I think that the answer to this question must lie with the reason that Moses and Elijah, specifically, are here. From the earliest times, it has been recognized that their role is to point to Jesus as the culmination of Law and Prophecy, since Moses is the pre-eminent figure with respect to the Law, as Elijah is the archetypal prophet. Moreover, there are specific parallels in the lives of all three - John Wesley specifically mentions fasting (his Sermon 27, on Mt 6:16-18), and some others are discussed in Aquinas' Summa Theologica 3.45.3 ad 3. So Augustine writes (Sermon 78, a.k.a. 28, on the Old Testament):
Here is the Lord, here the Law and the Prophets, but the Lord as the Lord: the Law is in Moses, Prophecy in Elijah, but they are only as servants, as ministers. They are as vessels; he as the fountain. Moses and the Prophets spoke, and wrote: but when they poured out, they were filled from him.1
and likewise Wesley (Explanatory Notes on Matthew 17:3):
Moses, the giver of the law, Elijah, the most zealous of all the prophets, and God speaking from heaven, all bore witness to him.
Methodist theologian Geoffrey Wainwright says that in Wesleyan thought, the Transfiguration is an "extraordinary manifestation of the identity of the Son of God incarnate [...] a testimony to his divine and cosmic status and an exemplary promise of their glorious destiny to those who find their life in him." 2 Along this line of interpretation, the critical idea is witness or testimony, whereby Moses and Elijah assist in making the nature of Jesus known to the disciples, and they in turn share it with the world. That meshes with the experience-based mode of conversion promoted by Wesley, who encouraged "experience meetings" wherein people would share their testimonies and manifest acts of prayer and devotion.3
In this connection, it's hard not to draw a parallel with a well-known section in Wesley's journal, from the end of April 1738:
I was much confirmed in the "truth that is after godliness" by hearing the experiences of Mr. Hutchins, of Pembroke College, and Mrs. Fox: two living witnesses that God can (at least, if He does not always) give that faith whereof cometh salvation in a moment, as lightning falling from heaven.

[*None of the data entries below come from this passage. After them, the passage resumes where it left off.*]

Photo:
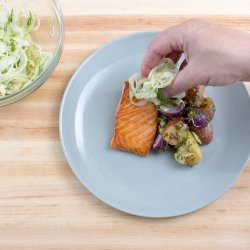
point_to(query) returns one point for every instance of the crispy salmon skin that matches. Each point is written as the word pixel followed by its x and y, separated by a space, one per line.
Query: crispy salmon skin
pixel 135 126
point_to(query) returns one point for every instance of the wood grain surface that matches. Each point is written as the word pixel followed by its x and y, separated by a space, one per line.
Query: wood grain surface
pixel 43 205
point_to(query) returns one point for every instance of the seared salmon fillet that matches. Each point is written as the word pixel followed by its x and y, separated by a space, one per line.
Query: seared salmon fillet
pixel 135 126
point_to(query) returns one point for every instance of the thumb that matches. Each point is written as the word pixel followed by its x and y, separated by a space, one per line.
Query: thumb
pixel 185 79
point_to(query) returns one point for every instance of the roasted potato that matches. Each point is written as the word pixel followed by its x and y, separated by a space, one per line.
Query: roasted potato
pixel 195 95
pixel 188 153
pixel 207 105
pixel 175 132
pixel 205 134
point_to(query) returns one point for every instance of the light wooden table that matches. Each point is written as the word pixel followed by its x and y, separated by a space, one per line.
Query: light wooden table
pixel 43 206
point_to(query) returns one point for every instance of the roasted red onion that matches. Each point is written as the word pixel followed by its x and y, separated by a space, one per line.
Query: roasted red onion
pixel 159 144
pixel 172 110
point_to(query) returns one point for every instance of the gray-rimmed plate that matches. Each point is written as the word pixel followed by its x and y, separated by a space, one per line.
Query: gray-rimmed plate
pixel 152 186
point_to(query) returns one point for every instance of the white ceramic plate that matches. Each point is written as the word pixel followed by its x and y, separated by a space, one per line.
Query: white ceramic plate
pixel 153 186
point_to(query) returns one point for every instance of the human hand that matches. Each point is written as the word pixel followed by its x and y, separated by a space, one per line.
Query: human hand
pixel 215 55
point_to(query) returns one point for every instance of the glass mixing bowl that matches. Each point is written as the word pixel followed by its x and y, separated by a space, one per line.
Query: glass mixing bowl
pixel 49 36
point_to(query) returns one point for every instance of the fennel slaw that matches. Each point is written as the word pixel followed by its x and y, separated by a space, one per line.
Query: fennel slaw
pixel 21 59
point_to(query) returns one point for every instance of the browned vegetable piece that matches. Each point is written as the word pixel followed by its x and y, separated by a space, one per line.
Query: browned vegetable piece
pixel 205 134
pixel 175 132
pixel 195 95
pixel 207 105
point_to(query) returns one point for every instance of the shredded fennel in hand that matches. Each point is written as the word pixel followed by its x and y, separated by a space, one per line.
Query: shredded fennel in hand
pixel 146 89
pixel 21 59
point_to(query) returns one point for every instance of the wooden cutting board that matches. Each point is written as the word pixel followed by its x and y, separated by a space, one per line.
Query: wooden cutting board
pixel 43 205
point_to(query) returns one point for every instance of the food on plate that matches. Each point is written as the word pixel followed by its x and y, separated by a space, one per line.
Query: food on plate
pixel 207 105
pixel 147 119
pixel 175 132
pixel 188 153
pixel 22 60
pixel 205 134
pixel 135 126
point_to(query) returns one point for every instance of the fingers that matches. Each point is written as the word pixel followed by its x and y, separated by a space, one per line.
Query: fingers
pixel 168 42
pixel 185 79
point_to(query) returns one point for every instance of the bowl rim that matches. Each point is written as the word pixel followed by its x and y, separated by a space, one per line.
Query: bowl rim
pixel 59 14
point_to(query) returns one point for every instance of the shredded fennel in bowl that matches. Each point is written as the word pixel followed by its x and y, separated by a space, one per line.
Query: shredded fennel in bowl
pixel 21 59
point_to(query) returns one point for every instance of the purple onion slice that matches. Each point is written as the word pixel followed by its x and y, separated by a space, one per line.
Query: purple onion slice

Hutchins and Fox, Moses and Elijah - acting as prophetic witnesses, sharing their own experience of God, and thereby provoking such experiences in others. Wainwright points to some hymns of Charles Wesley for the specific prefiguring role of Moses and Elijah, such as:
Moses and the prophets speak
And witness to our Lord,
Him and only Him we seek
Throughout the sacred Word:
When we find the Saviour there,
The figures and predictions shine,
Seen with Christ, they all declare
The majesty Divine. 4
Their knowledge, then, must be prophetic in nature, of the same kind now as it was in their earthly lives. It is not a mere repeating of facts they had been told, but a sharing of "religious experience" in the fullest sense - for Wesley, prophets are by nature miraculous, characterized as people "on whom the Holy Ghost came in an extraordinary manner" (his Sermon 115, on Hebrews 5:4). Both the Law and the Prophets point to Christ, and so both Moses and Elijah are here to continue their witness - presenting a testimony derived from the direct presence of the Holy Spirit. While we do not know exactly what they said, and in how much detail they described the events to come, the point is that they faithfully communicated the transcendence of Christ to the disciples. This is reflected in further Wesleyan hymns on the Luke passage, where the Transfiguration is presented as a model of communion with the divine.
1. "Hic Dominus, hic Lex et Prophetae : sed Dominus tanquam Dominus : Lex in Moyse, Prophetia in Elia; sed ipsi tanquam servi, tanquam ministri. Ipsi tanquam vasa : ipse tanquam fons. Moyses et Prophetae dicebant et scribebant: sed de illo implebantur quando fundebant." In Migne, Patrologia Latina 38.490.
2. "The transfiguration of Jesus in Wesleyan exegesis and application", Geoffrey Wainwright. Ch. 20 in Orthodox and Wesleyan Scriptural Understanding and Practice,
ed. S. T. Kimbrough, Jr. (St Vladimir's Seminary Press, 2005).
3. Fits, trances and visions: Experiencing religion and explaining experience from Wesley to James, Ann Taves (Princeton University Press, 1999).
4. Hymns on the Four Gospels, no. 431 on Mt 17:3, in The poetical works of John and Charles Wesley, vol. 10.